In order to maintain its rights to the Option Agreement properties (the Xxxxx-Xxxxx concessions), a US$57,500 payment (including 15% IVA) will be made to Xxxxx-Xxxxx on Friday, June 1, 2007. Additional payments must be made each six months to maintain the Xxxxx-Xxxxx Agreement in good standing.
Xxxxxx Xxxxxx is awaiting the issuance of Title to Chuqui 3 & Chuqui 4. The Mexican Department of Mines will issue the Titles to Xxxxxx Xxxxxxxx on behalf of Xxxxxx Xxxxxx. Titles are likely to be issued prior to August 30, 2007. Taxes will be due on Chuqui 3 & Chuqui 4 for the balance of the Second Semester 2007 within 30 days of title being issued.
Schedule 3.1(20)
BANK ACCOUNTS
Xxxxxx Xxxxxx does not have a safe deposit box.

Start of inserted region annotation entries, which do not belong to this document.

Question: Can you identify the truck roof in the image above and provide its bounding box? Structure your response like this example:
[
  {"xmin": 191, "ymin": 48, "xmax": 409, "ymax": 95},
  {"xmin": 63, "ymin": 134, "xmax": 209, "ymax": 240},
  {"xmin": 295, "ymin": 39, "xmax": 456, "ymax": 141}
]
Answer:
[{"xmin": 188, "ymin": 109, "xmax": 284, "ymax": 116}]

Xxxxxx Xxxxxx has a single checking account at Banamex. The account information is as follows:
Schedule 3.1(23)
DEFICIENCIES
The only liability or deficiency relating to the assets of the Company involves the residual environmental liability as described in Schedule 3.1.15 and in Schedule 3.1.18. Please refer to the settlement letters between Profeopa, SEMERNAP and First Silver Reserve regarding outstanding issues in the general area of the Option Agreement properties.
Schedule 3.1(25)
SUBSIDIARY AND OTHER INTERESTS
Xxxxxx Xxxxxx does not own any subsidiaries, and never established any subsidiaries since its inception.

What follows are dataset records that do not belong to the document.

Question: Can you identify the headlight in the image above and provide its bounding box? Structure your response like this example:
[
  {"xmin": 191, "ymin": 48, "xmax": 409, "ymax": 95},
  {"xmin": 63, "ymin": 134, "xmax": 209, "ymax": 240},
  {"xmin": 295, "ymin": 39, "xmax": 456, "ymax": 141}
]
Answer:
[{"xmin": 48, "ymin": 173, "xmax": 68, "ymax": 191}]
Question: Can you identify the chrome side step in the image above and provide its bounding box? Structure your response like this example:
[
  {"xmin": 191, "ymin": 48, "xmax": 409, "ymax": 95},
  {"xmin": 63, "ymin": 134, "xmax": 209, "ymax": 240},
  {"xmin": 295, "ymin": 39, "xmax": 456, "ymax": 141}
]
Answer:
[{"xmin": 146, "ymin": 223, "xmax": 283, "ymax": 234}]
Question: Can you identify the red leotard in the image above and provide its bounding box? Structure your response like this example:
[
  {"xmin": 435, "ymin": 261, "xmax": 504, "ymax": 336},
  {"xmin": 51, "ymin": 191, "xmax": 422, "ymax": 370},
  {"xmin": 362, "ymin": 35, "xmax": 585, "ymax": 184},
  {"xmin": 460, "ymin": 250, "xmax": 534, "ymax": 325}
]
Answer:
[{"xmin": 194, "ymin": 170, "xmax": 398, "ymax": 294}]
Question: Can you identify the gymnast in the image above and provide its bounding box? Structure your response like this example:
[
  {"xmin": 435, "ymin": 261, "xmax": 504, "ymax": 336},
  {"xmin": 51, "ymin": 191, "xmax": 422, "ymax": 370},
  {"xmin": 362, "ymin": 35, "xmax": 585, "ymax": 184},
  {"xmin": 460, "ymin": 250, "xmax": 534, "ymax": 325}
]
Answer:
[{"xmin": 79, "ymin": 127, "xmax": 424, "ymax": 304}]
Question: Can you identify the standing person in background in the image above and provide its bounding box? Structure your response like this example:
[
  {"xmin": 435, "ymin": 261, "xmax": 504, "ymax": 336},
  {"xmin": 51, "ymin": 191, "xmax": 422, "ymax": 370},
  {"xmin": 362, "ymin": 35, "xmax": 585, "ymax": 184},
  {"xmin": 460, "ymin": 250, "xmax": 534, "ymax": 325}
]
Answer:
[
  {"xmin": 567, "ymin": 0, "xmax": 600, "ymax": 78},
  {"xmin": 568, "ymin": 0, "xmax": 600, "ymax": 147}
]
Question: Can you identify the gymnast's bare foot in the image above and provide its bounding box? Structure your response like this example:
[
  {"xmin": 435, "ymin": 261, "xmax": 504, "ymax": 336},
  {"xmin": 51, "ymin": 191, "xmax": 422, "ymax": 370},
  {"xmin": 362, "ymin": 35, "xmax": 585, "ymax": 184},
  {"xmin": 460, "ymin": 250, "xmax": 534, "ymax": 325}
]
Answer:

Xxxxxx Xxxxxx’x obligations to make a future investment or future payments are outlined in Schedule 3.1(15).
Schedule 3.2(8)
AGREEMENTS TO WHICH DEAL CAPITAL LTD. IS A PARTY
1.
Agency Agreement dated September 15, 2006 between Deal Capital and Leede Financial Markets Inc.
2.
Escrow Agreement dated October 20, 2006 among Deal Capital, Pacific Corporate Trust Corporation and those shareholders that executed such agreement.
3.
Transfer Agency and Registrarship Agreement dated July 20, 2006 between Deal Capital and Pacific Corporate Trust Corporation.
4.
Letter of Intent dated February 13, 2007 between Deal Capital and Sonora Copper.
5.
Letter of Intent dated February 13, 2007 between Deal Capital and Sonora Gold Corporation.
6.
Agency Agreement dated March 2, 2007 between Deal Capital and Pacific International Securities Inc.
7.
Purchase and Sale Agreement dated for reference April 15, 2007 between Deal Capital and Sonora Gold Corporation.